Nightclubs have become more threatening and disorderly in the past decade and are now characterised by aggression, drunkenness and sexual jealousy, according to an academic study.
The report also claims that the genre of music played in clubs can impact on levels of disorder, while venues with high levels of singletons "on the prowl" were more prone to rows.
Unlike pubs, there are markedly more females than males now populating Scotland's nightclubs.
The £47,000 study, funded by the London-based Alcohol Education Research Council, compared eight nightclubs in Glasgow, which it used as a representative sample for the whole of the UK, and took into account customers' behaviour, age profile, music, ambience, decor, drinks' costs and the smoking ban.
A team of four researchers spent six months observing behaviour at eight mainstream clubs, as well as interviewing patrons.
Glasgow-based academic Dr Alasdair Forsyth, author of the report, carried out a similar investigation across 1993/94 and an examination of disorder in pubs in Glasgow three years ago.

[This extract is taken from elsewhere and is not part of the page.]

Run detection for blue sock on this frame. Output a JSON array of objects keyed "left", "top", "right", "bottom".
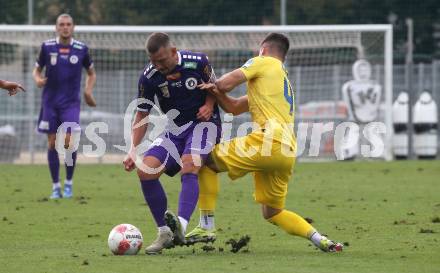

The senior research fellow at Glasgow Caledonian University states that his first impression was "how radically the nightclub scene had changed".
He claims that in his 1990s study, which looked at the "rave" scene, there was an absence of "pulling", moderate alcohol consumption and a non-violent ethos.
But 12 years on this had been replaced by a culture of binge drinking and the move away from the "dance drug" culture in nightclubs has presented venue management with new challenges for managing disorder and substance use harm.
The one club that still catered for aficionados of the rave culture was found to have the lowest levels of disorder.
Clubs with a higher percentage of females recorded more trouble, a finding at odds with other international research, while under-age aggression is much more common but less serious than "grown-up violence". But despite Dr Forsyth's claims that nightclubs were more threatening, he believed his sample city was a model for good practice in the trade and that there were approaches which other towns and cities could adopt.
He said: "It wasn't just drugs and the ecstacy culture in the 1990s.
"There are as many drugs now but back then being a lager lout was taboo. In a strange way it's as if we've come full circle."
Donald McLeod has been a club owner and promoter in Glasgow for the best part of two decades.
Mr McLeod, whose portfolio of venues includes The Tunnel, the Garage and Cube, said: "There's no comparison with the Glasgow of the early 1990s.
"Things were so bad then we even had a curfew."